BERLIN.- The image of the artist has historically been steeped in myth—such as the classical idea of art as a calling, shaped by an inner necessity to create and an unconditional devotion to artistic expression. Today, this notion appears largely demystified. Creating art is a profession, a part of a larger system of production, marketing, and demand.

Yet Aicha Khorchid shows us that this mythwue. A life in art wasn’t something she had embraced from early childhood—she only started painting five years ago. And yet she embodies many of those romantic ideas that reality so often seems to disprove. It wasn’t an academy or a desire for recognition that made her an artist, but life itself.

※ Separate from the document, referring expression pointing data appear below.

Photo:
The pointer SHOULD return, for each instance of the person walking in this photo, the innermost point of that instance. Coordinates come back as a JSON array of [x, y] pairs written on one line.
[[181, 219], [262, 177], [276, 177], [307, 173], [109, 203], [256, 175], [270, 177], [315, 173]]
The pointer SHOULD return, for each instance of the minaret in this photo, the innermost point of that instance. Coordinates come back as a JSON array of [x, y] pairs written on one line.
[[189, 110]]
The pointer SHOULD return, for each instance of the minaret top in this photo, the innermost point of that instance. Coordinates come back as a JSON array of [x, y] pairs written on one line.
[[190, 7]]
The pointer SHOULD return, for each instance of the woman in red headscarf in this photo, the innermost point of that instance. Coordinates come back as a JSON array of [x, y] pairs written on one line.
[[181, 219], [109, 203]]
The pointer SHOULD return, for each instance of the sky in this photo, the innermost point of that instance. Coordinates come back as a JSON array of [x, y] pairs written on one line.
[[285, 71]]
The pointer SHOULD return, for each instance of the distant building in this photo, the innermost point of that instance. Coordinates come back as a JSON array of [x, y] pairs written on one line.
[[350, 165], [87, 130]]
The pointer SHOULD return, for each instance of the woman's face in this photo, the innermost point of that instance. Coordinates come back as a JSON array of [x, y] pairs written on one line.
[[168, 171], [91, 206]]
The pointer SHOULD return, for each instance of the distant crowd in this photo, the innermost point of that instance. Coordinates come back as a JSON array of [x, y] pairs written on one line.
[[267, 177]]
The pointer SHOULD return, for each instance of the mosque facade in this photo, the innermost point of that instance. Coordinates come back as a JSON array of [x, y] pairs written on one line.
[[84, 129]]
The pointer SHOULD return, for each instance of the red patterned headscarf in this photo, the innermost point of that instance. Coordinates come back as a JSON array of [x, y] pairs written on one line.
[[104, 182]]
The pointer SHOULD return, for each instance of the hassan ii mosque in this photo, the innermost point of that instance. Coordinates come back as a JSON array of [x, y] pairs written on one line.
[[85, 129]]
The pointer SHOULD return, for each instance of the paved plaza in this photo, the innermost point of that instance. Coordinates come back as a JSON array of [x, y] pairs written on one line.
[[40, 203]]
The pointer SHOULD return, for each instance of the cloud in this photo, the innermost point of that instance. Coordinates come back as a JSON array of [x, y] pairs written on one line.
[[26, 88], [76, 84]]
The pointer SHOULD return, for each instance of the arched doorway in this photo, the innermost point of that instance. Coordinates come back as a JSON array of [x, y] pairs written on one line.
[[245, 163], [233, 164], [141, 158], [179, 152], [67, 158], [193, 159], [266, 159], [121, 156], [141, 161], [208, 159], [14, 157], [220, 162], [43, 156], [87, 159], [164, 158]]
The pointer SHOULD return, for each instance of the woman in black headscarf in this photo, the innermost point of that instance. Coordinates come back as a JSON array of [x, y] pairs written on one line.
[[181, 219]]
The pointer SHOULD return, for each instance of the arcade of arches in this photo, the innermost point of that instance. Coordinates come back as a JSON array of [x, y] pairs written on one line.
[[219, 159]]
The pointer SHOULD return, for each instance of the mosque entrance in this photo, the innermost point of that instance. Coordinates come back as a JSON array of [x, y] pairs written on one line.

From this stems the necessity of her creative process—the inseparability of her experiences and their artistic expression.

Born in 1981 in Karachi, Pakistan, her family fled to France via Lebanon when she was still an infant. There, the family fell apart. What followed was an unstable life marked by upheaval. She grew up in various foster families, experienced violence and abuse, dropped out of school, and had to face the death of her mother shortly after they were reunited. A sense of calm came when a friend invited her to Mallorca, where she settled at the age of 27.

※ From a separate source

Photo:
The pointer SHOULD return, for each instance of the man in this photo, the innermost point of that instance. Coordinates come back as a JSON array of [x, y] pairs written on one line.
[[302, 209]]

Around 2020, personal upheavals led her to confront her past, and through this, she found painting. Without academic training or prior experience, she began bringing her life to canvas. Boldly, she faces her past in large-format paintings—life-sized portraits, childhood locations, and memories.

It takes great strength and courage to work the heavy wooden panels—larger than the artist herself—and to engage with personal trauma on such an overwhelming scale. The deeply personal meaning of her work and process is evident in both composition and execution. While the settings in her paintings are often reduced situated between expressive brushwork, abstract color fields, and Art Nouveau-like ornamentation—the faces and skin of her subjects are rich in texture and complexity. They appear both coarse and rough, yet fragile like ancient parchment. Layer by layer, the artist enters into an intense exchange with the people she portrays through brush and paint. The result is raw, almost scarred, but deeply intimate.

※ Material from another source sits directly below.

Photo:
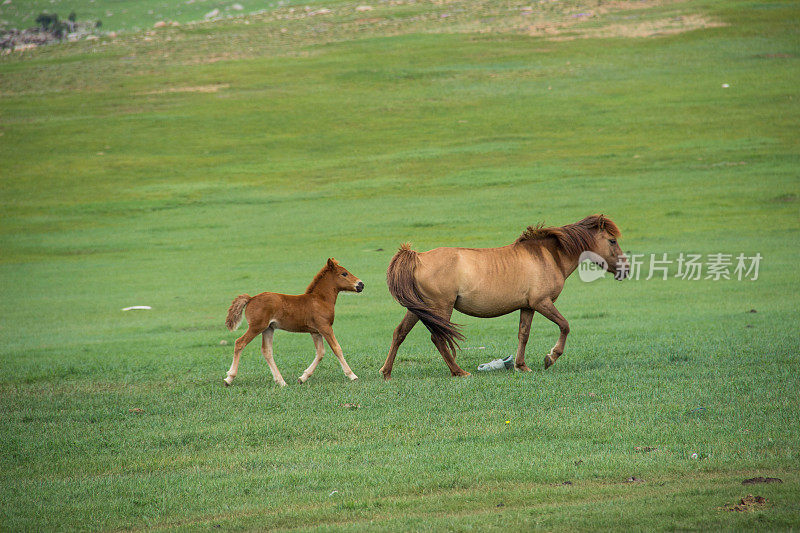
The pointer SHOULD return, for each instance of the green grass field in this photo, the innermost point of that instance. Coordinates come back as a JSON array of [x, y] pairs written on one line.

Complementing this intense dialogue with the people in her paintings, another focus emerges in her work. As a bittersweet counterpoint, flowers and other ornaments delicately weave over tiles and tablecloths. A symbol of overcoming her past? A reminder to herself to always see the beauty as well?

For the first time, this exhibition also includes a person from Khorchid’s present. In Christophe, she portrays her life partner, showing how deeply art—beyond the exploration of her past—has become part of her life.

Reflecting on her time as an artist, Khorchid describes it as the happiest period of her life so far— a time of reconnecting with herself and freely expressing her emotions. There’s a twofold cause to rejoice then—both in the artist’s joy and in the power of her images, which encourage us to reflect on our past and our relationships with others.